A story by Laleh Chini:
I remember there was an old ruined mansion in Bushehr-Iran where people could pay a little amount to go inside. We visited the wrecked house a few times in my childhood. The story behind it was so sad but more importantly, a life lesson which was probably why my parents took us to the palace several times.
The story goes as the owner was a very rich merchant who was a profligate spender to show off how wealthy he was. People used to say he lit his cigars with burning bills instead of matches in front of others and when big politicians came to Bushehr from the Capital Tehran, he lit candles with bills to show how powerful and rich he was. He used to serve tea in gold teacups and eat in silver plates and dishes. He was never friendly with anyone and found it disgraceful to talk to the poor.

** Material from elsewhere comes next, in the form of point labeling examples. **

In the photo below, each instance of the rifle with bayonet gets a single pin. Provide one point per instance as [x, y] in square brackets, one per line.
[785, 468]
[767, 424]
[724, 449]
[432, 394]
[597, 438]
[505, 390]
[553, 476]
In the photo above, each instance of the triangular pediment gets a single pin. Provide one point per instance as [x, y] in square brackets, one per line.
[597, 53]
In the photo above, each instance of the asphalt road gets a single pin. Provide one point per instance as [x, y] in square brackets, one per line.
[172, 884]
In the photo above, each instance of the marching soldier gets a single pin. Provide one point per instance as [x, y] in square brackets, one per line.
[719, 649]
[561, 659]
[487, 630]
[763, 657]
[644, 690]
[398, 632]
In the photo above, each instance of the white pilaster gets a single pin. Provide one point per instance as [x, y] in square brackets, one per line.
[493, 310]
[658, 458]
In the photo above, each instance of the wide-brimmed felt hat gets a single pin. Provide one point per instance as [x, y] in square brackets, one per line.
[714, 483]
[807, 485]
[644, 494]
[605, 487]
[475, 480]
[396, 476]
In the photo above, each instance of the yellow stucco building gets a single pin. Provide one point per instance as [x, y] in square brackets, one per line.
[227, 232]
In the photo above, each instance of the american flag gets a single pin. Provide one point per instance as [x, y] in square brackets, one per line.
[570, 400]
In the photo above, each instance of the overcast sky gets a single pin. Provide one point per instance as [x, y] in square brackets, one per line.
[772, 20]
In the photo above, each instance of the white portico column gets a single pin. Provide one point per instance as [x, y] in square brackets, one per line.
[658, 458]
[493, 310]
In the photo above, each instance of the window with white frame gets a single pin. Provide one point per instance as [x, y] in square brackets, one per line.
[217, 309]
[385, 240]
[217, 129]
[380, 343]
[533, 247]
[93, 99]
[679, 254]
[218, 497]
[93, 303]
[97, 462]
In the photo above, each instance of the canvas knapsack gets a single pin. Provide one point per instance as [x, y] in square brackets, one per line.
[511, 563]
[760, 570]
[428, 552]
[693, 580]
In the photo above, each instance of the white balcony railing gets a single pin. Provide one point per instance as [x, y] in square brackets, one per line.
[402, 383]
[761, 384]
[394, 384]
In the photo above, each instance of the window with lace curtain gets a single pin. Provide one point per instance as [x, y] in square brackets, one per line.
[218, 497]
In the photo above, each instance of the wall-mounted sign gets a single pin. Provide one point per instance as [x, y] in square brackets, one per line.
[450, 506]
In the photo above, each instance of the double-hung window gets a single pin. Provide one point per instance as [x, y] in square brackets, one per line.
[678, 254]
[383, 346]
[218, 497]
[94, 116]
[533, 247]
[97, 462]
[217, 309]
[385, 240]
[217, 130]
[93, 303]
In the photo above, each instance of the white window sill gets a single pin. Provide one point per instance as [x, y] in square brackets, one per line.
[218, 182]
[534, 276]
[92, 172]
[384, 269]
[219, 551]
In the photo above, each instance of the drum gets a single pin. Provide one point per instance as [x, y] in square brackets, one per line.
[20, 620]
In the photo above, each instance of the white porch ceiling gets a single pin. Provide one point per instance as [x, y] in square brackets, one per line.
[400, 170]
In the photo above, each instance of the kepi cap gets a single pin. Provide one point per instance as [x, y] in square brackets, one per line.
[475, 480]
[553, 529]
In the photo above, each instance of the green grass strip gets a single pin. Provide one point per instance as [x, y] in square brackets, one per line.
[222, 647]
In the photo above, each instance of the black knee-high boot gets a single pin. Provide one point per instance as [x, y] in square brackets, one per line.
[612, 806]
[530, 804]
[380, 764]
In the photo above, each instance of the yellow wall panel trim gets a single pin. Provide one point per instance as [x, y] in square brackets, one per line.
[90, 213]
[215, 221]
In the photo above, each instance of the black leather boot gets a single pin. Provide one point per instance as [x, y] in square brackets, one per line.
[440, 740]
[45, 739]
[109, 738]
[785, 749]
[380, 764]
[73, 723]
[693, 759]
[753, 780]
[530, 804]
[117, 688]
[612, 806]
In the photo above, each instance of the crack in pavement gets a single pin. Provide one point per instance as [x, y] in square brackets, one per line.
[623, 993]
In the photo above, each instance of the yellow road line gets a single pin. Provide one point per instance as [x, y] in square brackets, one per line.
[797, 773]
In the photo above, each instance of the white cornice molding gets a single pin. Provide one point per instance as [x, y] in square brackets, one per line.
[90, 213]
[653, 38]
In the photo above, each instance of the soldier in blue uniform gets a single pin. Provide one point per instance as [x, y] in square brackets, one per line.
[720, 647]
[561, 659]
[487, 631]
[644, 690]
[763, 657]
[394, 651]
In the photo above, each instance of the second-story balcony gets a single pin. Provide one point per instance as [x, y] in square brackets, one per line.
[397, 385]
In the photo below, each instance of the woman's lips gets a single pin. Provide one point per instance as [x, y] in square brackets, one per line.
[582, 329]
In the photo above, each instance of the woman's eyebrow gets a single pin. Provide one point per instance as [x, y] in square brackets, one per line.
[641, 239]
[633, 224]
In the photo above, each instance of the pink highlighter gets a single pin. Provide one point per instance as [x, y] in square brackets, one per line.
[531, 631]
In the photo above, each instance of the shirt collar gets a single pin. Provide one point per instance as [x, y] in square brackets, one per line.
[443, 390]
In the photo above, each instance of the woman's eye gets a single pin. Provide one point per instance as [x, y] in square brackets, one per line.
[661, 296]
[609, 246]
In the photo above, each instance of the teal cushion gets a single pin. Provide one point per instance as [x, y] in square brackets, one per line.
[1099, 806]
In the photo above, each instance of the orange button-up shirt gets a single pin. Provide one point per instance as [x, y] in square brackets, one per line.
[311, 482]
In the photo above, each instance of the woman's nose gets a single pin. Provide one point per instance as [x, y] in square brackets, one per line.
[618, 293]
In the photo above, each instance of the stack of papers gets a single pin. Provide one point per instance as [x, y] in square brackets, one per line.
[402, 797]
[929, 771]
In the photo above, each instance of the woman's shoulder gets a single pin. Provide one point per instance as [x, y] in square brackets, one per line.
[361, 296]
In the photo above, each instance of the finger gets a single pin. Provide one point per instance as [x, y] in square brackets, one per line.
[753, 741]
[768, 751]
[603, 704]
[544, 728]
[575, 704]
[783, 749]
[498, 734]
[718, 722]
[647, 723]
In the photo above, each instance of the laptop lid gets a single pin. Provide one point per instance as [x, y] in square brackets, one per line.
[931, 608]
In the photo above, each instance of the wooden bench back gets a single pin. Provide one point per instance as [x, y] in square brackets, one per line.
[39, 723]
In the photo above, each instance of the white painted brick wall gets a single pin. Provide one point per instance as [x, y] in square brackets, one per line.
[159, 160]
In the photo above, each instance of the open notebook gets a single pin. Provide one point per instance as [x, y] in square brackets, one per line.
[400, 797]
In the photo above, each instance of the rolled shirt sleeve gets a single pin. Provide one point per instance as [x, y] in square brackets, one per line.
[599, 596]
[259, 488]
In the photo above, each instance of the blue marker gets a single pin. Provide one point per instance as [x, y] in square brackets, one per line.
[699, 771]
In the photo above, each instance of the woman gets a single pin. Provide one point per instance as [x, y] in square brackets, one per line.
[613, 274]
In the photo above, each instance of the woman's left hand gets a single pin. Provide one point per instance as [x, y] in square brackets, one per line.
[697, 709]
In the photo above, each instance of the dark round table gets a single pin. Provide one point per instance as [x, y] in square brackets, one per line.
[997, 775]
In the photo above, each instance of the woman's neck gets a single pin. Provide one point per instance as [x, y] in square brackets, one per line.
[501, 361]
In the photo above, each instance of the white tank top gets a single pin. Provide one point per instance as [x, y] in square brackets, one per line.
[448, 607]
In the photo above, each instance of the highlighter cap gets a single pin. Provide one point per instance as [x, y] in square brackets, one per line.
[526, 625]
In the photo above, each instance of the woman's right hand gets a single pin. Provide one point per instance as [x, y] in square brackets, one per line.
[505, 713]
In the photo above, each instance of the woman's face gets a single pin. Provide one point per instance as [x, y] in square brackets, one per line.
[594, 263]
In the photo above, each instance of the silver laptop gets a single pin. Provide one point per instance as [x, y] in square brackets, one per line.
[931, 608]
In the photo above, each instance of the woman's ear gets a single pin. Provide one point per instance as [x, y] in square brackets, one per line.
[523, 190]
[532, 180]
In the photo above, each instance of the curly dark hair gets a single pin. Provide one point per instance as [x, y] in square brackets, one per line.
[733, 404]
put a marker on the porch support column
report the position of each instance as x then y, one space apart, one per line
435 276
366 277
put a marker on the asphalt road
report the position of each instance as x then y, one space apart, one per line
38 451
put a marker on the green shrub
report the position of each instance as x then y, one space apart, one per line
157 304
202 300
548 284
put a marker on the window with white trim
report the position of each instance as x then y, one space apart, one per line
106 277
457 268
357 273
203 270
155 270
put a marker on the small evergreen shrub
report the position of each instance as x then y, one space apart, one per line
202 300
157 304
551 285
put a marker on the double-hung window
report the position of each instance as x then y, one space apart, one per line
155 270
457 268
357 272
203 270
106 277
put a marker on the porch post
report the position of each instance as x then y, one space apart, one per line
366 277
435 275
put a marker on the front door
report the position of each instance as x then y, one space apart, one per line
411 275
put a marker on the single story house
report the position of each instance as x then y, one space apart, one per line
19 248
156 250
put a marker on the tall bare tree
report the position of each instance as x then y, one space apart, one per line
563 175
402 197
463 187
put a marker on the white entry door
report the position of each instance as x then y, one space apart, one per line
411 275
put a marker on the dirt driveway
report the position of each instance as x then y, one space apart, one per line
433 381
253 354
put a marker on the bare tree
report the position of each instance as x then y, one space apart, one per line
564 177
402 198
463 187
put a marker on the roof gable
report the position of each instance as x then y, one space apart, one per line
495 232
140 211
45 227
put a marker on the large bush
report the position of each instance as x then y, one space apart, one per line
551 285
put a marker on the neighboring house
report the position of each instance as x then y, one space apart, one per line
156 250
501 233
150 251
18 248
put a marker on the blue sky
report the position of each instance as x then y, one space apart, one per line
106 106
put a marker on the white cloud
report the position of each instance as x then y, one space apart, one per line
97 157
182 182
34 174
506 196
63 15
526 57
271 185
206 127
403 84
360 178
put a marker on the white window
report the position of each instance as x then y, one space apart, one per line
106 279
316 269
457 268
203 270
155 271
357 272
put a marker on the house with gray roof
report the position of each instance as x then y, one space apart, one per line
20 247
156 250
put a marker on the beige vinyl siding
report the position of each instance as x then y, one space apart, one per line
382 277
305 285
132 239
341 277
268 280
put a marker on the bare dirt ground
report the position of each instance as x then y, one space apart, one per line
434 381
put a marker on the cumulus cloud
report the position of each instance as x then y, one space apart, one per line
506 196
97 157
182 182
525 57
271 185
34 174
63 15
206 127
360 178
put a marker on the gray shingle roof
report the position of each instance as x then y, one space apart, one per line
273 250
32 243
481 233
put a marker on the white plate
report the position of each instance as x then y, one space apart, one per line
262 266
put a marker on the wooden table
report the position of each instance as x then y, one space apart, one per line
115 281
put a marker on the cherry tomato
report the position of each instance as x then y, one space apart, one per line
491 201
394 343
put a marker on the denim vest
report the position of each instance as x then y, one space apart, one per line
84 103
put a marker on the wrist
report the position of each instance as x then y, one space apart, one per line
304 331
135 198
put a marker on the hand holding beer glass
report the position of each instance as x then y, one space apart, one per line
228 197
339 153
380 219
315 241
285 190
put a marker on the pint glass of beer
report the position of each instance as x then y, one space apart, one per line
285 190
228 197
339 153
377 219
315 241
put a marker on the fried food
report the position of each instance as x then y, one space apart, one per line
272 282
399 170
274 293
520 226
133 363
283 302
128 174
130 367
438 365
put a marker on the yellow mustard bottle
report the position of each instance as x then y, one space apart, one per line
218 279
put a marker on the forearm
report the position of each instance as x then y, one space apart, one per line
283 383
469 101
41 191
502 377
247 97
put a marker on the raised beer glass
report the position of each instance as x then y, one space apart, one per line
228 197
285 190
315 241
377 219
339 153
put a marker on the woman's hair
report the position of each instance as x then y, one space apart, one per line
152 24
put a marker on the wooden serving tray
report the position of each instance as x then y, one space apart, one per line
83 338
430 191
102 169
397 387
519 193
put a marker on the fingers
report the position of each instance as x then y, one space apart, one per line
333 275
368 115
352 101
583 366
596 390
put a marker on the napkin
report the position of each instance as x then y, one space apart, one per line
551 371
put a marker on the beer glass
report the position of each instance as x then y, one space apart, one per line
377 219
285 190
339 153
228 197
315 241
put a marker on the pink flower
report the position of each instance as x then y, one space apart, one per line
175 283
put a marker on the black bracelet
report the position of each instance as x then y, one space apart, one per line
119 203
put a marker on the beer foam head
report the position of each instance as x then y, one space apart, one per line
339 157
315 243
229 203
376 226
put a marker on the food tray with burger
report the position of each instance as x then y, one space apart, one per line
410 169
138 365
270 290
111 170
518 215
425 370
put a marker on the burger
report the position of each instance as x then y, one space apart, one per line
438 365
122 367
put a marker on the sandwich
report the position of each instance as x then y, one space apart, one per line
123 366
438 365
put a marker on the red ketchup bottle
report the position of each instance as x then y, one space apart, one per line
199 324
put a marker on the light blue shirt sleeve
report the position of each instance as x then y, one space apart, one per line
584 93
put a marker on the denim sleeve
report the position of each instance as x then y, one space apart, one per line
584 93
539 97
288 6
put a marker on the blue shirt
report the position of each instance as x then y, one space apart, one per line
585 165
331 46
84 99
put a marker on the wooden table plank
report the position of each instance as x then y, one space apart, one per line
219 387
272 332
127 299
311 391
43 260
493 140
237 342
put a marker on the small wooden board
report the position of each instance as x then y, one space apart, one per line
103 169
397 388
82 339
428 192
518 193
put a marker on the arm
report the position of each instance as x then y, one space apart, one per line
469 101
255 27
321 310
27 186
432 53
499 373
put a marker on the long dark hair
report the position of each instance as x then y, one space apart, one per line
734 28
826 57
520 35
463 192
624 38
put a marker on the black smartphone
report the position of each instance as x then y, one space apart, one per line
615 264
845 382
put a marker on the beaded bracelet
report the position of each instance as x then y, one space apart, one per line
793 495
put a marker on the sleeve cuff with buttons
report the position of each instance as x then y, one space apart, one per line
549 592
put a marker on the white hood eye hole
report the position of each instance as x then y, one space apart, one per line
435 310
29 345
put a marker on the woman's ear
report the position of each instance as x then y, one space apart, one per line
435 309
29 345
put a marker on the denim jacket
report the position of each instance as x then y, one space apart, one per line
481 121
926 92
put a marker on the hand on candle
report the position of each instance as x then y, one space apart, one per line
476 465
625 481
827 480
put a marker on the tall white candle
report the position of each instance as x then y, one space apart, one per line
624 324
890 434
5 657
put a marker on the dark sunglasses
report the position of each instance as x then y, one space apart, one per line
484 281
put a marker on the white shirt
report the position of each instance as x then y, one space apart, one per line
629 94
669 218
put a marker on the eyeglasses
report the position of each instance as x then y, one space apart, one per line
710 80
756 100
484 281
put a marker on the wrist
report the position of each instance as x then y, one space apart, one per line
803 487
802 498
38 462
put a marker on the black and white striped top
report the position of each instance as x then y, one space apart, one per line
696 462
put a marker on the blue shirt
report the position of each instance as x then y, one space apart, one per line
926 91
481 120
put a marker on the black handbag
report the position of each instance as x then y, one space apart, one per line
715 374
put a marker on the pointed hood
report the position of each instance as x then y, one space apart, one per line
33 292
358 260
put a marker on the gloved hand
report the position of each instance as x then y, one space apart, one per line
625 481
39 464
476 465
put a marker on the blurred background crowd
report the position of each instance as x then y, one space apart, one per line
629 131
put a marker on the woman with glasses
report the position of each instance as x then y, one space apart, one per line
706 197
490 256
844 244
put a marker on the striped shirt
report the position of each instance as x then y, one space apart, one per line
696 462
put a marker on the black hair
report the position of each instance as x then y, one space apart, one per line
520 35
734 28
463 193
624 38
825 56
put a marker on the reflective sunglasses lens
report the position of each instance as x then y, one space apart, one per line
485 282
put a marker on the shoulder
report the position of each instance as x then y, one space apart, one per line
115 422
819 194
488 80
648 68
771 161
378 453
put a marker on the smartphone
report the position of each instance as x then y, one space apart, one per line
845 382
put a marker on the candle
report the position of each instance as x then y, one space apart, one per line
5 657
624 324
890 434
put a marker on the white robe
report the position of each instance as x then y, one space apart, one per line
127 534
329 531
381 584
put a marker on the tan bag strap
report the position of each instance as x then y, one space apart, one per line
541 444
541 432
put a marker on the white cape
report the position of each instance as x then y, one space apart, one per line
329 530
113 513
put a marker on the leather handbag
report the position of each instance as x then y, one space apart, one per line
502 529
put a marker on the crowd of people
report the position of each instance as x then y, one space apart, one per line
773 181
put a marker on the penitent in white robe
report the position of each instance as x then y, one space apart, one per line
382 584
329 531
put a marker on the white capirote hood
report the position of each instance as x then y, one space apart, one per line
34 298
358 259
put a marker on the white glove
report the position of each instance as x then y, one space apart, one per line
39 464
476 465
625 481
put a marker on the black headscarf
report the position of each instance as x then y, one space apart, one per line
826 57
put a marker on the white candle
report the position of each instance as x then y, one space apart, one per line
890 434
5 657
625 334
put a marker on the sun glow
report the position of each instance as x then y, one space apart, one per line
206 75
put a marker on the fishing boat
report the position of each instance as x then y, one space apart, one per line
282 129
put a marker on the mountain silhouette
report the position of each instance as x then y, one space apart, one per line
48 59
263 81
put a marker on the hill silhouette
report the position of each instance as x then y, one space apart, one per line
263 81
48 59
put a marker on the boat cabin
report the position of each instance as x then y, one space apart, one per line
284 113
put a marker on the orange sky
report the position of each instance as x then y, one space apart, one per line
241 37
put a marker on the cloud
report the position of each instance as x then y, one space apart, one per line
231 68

Eventually, he lost everything, went bankrupt and died without a penny to leave for his children. The poor people who now lived in the mansion with no windows or doors and partially no roof and walls were his grandchildren who owned the land. They lived very impoverish lives. They survived with general labors and the money people paid to see the ruined house. They never talked to anyone, nor answered any questions. It was obvious that they were so ashamed of their grandfather’s past.
My father said that no one ever offered them any jobs because their grandfather was so cruel to the town, and never respected anyone as he saw himself as a superior.